An attack rate is the percentage of a defined group of people who get sick during a specific time period, usually an outbreak. If 20 out of 100 people at a wedding reception develop food poisoning, the attack rate is 20%. Despite the name, it’s technically not a “rate” in the strict mathematical sense. It’s a proportion, which is why epidemiologists also call it incidence proportion, risk, or cumulative incidence.
How It’s Calculated
The formula is straightforward: divide the number of new cases by the size of the population at the start of the time period, then multiply by 100 to get a percentage.
The key detail is that the denominator is the population “at risk,” meaning people who were disease-free at the start and had a realistic chance of being exposed. At a company picnic, that’s everyone who attended. In a school outbreak, it’s all the enrolled students. You wouldn’t count someone who was already sick before the outbreak began, and you wouldn’t count people who were never present.
Why It Matters in Outbreak Investigations
Attack rates are one of the most practical tools for tracing the source of an outbreak, especially foodborne ones. Investigators calculate a separate attack rate for every food item served, comparing the rate among people who ate a particular food against the rate among people who didn’t. A strong suspect has three characteristics: a high attack rate among those who ate it, a low attack rate among those who didn’t, and it accounts for most of the cases.
A real-world example makes this concrete. In one foodborne outbreak analysis, investigators calculated attack rates for every dish at a meal. Most foods showed similar illness rates whether people ate them or not. Baked ham, for instance, had a 63% attack rate among those who ate it and 59% among those who didn’t, a negligible difference. Vanilla ice cream told a completely different story: 79.6% of people who ate it got sick, compared to just 14.3% of those who didn’t. That enormous gap, a risk ratio of 5.57, identified the ice cream as the culprit.
This comparison technique is the backbone of cohort studies during outbreak investigations. Without it, investigators would be guessing.
Food-Specific and Group-Specific Rates
Attack rates can be sliced in different ways depending on what you’re investigating. A crude attack rate covers everyone in the affected population, giving you the big picture. Food-specific attack rates, like the ice cream example above, narrow the calculation to people who ate or didn’t eat a particular item. You can also calculate group-specific attack rates by age, sex, dormitory wing, vaccination status, or any other characteristic that might explain why some people got sick and others didn’t.

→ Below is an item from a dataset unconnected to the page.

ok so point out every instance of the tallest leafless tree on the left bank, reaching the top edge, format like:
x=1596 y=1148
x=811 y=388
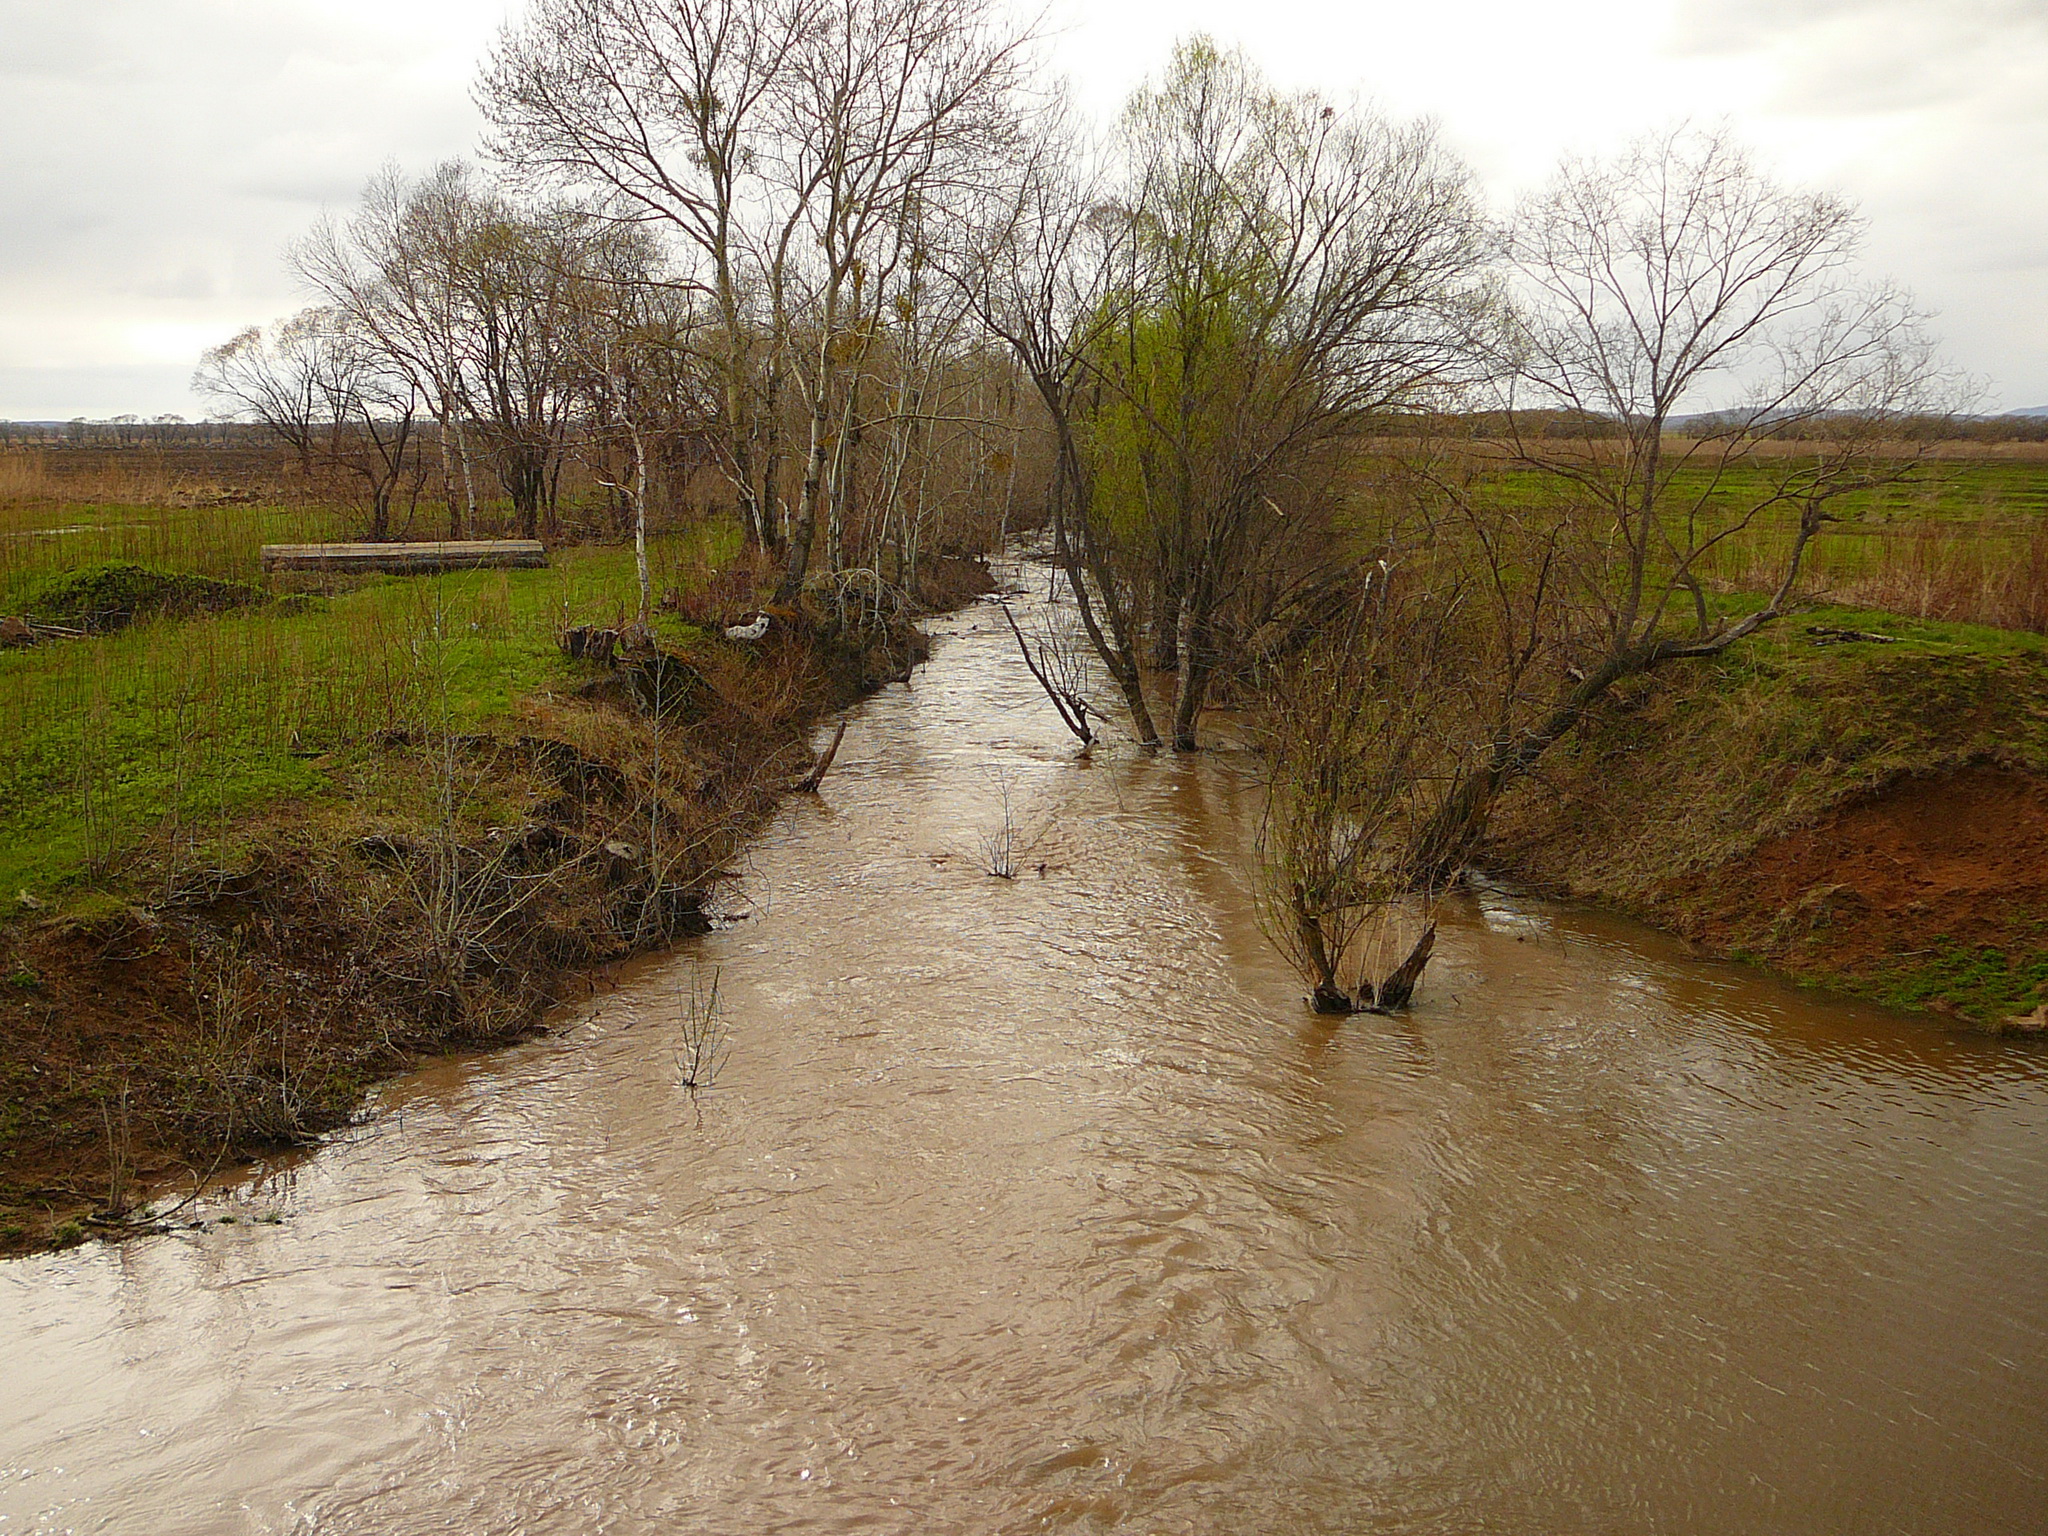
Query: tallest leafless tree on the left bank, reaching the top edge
x=794 y=148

In a tuberculosis outbreak at a South Carolina prison, for example, investigators compared attack rates by dormitory location. Of 157 inmates on the East wing, 28 developed tuberculosis (an attack rate of about 18%), compared with 4 of 137 on the West wing (about 3%). That difference pointed investigators toward the East wing as the focal point of transmission.
Secondary Attack Rate
A secondary attack rate measures how easily a disease spreads from person to person within a close group, typically a household. Instead of looking at a whole event or community, it zooms in on the people who were in close contact with a known case and asks: what proportion of them also got sick?
The denominator here excludes the first (index) case and only counts the susceptible contacts. If someone brings the flu home and three of four other family members catch it, the household secondary attack rate is 75%.

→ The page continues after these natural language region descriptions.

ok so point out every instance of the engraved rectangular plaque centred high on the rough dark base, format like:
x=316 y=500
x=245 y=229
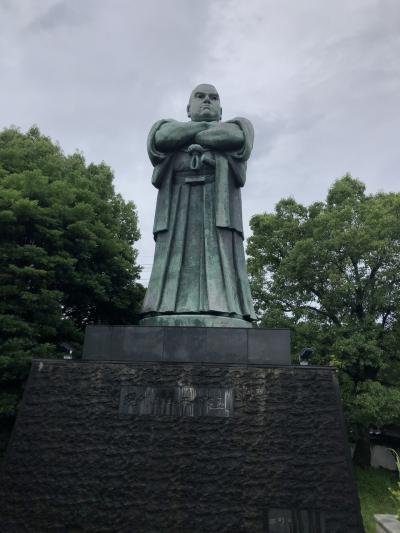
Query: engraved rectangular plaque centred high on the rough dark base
x=192 y=401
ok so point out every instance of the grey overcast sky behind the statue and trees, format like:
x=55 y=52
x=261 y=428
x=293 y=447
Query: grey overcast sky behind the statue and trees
x=320 y=80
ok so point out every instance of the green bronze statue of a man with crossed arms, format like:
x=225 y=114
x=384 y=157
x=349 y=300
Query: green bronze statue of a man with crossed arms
x=199 y=275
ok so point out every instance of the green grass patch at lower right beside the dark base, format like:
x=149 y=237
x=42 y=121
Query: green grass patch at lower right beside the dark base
x=373 y=490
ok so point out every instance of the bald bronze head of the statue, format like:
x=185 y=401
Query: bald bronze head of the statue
x=204 y=104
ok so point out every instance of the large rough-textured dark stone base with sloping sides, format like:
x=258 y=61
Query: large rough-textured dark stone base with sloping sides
x=123 y=446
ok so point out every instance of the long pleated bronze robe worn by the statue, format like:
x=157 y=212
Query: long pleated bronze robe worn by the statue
x=199 y=264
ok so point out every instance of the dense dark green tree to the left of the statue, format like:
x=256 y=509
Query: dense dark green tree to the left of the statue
x=66 y=255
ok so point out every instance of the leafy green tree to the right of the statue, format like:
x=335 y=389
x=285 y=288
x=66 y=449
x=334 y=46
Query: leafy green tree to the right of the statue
x=331 y=272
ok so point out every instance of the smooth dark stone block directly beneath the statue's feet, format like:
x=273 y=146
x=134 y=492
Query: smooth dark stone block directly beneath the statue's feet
x=187 y=344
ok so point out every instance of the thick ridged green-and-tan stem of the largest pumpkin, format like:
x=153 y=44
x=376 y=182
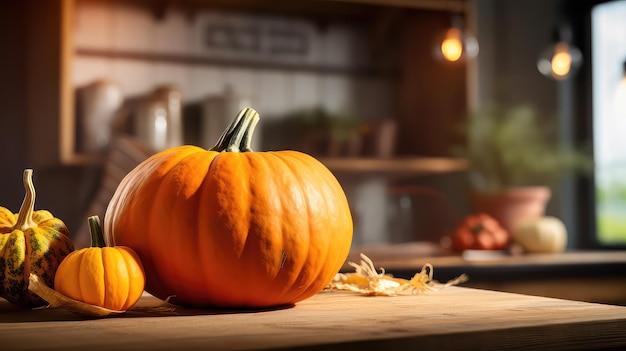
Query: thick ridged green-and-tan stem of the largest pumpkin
x=236 y=138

This measure became especially visible during the COVID-19 pandemic. Research published in the CDC’s Emerging Infectious Diseases journal found that household secondary attack rates for SARS-CoV-2 were 58.2% during the period when the Delta variant dominated and jumped to 80.9% when Omicron took over. Numbers like these help public health officials gauge how contagious a new variant really is in everyday settings and shape decisions about isolation guidelines.

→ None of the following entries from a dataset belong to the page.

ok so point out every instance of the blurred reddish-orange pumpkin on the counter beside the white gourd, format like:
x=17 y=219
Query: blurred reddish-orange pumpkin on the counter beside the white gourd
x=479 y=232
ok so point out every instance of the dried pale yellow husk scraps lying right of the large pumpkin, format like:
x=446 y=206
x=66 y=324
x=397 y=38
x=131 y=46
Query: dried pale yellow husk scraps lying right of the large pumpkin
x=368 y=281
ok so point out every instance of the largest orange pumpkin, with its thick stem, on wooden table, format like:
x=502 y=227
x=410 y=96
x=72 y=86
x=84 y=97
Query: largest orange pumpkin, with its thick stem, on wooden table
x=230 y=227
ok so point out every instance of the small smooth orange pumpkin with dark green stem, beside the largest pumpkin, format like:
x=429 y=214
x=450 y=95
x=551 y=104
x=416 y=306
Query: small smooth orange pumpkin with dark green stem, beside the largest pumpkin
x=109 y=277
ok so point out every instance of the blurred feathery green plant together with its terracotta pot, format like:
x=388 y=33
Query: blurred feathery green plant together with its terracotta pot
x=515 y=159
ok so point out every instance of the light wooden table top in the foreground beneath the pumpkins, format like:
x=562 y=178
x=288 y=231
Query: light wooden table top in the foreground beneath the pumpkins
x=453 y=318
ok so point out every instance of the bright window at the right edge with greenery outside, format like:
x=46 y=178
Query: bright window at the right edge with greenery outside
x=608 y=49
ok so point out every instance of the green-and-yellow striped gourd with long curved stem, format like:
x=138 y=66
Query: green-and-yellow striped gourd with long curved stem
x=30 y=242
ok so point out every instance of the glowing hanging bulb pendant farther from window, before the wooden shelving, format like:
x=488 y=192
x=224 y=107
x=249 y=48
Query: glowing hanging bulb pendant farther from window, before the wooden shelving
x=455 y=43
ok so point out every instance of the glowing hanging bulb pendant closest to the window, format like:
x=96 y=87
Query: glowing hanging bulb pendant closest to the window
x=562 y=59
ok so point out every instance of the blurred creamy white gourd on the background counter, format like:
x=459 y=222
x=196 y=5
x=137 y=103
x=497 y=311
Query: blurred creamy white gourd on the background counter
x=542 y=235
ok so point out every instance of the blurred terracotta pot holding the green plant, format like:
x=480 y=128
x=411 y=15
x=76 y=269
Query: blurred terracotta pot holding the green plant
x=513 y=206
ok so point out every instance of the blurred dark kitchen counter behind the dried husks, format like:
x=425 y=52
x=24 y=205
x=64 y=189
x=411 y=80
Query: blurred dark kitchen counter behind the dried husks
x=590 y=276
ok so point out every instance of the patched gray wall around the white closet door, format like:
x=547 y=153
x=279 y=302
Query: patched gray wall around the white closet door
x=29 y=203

Attack Rate vs. Incidence Rate
These two terms sound similar but serve different purposes. An attack rate applies to a specific, well-defined group over a short, contained time period, like attendees at a conference or residents of a single neighborhood during a two-week outbreak. An incidence rate measures new cases in a broader population (a city, a country) over a longer time frame, such as months or years.
The practical difference: you’d use an attack rate to describe what happened at a particular event or during a particular outbreak. You’d use an incidence rate to track how common a disease is across a region over time. Attack rates are snapshots. Incidence rates are trend lines.
How Attack Rates Guide Decisions
Beyond pinpointing the source of an outbreak, attack rates help public health teams decide how to respond. A high attack rate signals that a large fraction of exposed people are getting sick, which might call for aggressive containment measures. Comparing attack rates between vaccinated and unvaccinated groups reveals how well a vaccine protects in real-world conditions. In the chickenpox outbreak in Oregon in 2002, 18 of 152 vaccinated children developed the disease (about 12%) compared with 3 of 7 unvaccinated children (about 43%), a risk ratio that demonstrated the vaccine’s protective effect even when breakthrough infections occurred.
Attack rates also communicate risk in a way the public can immediately grasp. Telling people that “80% of household contacts got infected” is far more intuitive than quoting an R-naught value or an odds ratio. That clarity is why the term persists in public health communication, even though statisticians would prefer the more precise label “incidence proportion.”